I way I see things, you have two options:

  1. Use the RG60U's as is and build/use two the isolated circuits shown in post #12.

  2. Buy two 200-0440 isolators and use two digital potentiometers and a separate, isolated +10 pot supply.

Number one is going to be significantly less costly with zero difference in performance.

89LTI:

If you are using an Uno, let me know and I can send you a shield with two of the circuits in post #12 already built. You can use the +15 volt output on the RG60U as the supply for the analog output so it will be self-contained as this is how they power their own isolator board.

Hey Fred i didn't notice this went to the second page when i was looking for any new comments.
I am definitely interested in that shield. Ill send you a message.

Thanks for your help

Update to this project

I received the new driver with the PCM board attached. I connected a non isolated 10vdc power supply with a standard 10K potentiometer and the motor functions well. So i belive i am back to the digital pot idea.

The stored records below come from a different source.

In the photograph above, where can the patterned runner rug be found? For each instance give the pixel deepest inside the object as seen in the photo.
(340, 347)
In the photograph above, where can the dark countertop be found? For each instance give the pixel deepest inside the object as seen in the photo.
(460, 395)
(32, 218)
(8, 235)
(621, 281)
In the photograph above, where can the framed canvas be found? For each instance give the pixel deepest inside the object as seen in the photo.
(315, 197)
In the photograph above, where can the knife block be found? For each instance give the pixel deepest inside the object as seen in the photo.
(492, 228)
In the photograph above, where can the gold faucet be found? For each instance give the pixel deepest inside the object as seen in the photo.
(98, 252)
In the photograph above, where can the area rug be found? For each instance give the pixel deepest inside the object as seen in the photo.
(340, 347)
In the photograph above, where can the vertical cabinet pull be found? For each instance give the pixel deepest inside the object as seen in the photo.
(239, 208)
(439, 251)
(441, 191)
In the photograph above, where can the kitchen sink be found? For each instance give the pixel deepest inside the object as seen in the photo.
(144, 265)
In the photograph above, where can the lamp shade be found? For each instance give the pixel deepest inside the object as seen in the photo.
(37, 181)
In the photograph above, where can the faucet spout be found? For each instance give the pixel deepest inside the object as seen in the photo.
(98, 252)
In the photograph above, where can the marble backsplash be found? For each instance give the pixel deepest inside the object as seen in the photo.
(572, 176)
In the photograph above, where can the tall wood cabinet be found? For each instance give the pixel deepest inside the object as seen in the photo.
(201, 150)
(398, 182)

I got a few different options but most only allow for a 5vdc on the wiper side. I am using MCP45HV51-103E that avr_fred had suggested on page one since it will survive the 10v. This is my first experience with I²C communication and am not having any success in getting a response from the digi pot.

Chip data sheet: MCP45HVX1 Data sheet

My pin connections:

Pin (1) VL → 5 v from arduino
Pin (2) SCL → pin A5 from arduino with 4.7 K pull up resistor connected to 5v from arduino
Pin (3) A1 → ground (used for changed chip address)
Pin (4) SDA → pin A4 from arduino with 4.7 K pull up resistor connected to 5v from arduino
Pin (5) A0 → ground (used for changed chip address)
Pin (6) WLAT → ground
Pin (7) NC → nothing

Pin (8) SHDN → 5V from arduino
Pin (9) DGND → ground from arduino
Pin(10) V- → ground from 10v
Pin(11) PB0 → Ground from 10v
Pin(12) PW0 → To driver
Pin(13) PA0 → 10v supply
Pin(14) V+ → 10v supply

As a test of the digipot I reduced the 10v to 5.0 v and ran an LED from Pin(12) to a resistor to ground.

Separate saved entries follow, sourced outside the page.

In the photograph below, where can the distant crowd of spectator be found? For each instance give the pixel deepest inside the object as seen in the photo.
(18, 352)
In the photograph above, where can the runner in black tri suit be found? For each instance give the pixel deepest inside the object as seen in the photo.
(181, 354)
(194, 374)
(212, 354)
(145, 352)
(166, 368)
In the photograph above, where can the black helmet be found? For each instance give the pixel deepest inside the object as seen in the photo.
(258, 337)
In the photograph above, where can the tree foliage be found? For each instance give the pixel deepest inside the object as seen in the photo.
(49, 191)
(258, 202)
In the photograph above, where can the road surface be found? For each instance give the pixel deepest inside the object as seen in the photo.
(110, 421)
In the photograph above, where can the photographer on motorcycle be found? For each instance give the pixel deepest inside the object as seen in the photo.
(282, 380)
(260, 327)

I used the I²C scanner and determined the address for the chip is 0x3C. and used this code just to get the digipot to do something.

#include<Wire.h>

// MCP45HV51 I2C address is 0x3C
#define Addr 0x3C

void setup()
{
  // Initialise I2C communication as Master
  Wire.begin();
  // Initialise serial communication, set baud rate = 9600
  Serial.begin(9600);
}

void loop()
{
  //write 0 speed
  // Start I2C transmission
      Wire.beginTransmission(Addr);
  // Select data register
      Wire.write(0);
  //print action on serial screen
        Serial.print("Wite Resistance to 0 ");
  // Stop I2C transmission
      if(Wire.endTransmission() ==0){
        Serial.println(" Success!");
      }else{
        Serial.println(" No");
      }
delay(1500);

  //write half speed
  // Start I2C transmission
      Wire.beginTransmission(Addr);
  // Select data register
      Wire.write(0x80);
  //print action on serial screen
        Serial.print("Wite Resistance to 128 ");
  // Stop I2C transmission
      if(Wire.endTransmission() ==0){
        Serial.println(" Success!");
      }else{
        Serial.println(" No");
      }
delay(1500);

   //write full speed
  // Start I2C transmission
      Wire.beginTransmission(Addr);
  // Select data register
      Wire.write(0x3F);
  //print action on serial screen
        Serial.print("Wite Resistance to 255 ");
  // Stop I2C transmission
      if(Wire.endTransmission() ==0){
        Serial.println(" Success!");
      }else{
        Serial.println(" No");
      }
delay(1500);

}

Just as a test, this code should turn the LED off, then half bright, then full bright. but i get nothing on the light. The feedback on the Wire.endTransmission gives me a success on the “0” write for off, then “No” on the half and full writes.

Any ideas where i could be going wrong?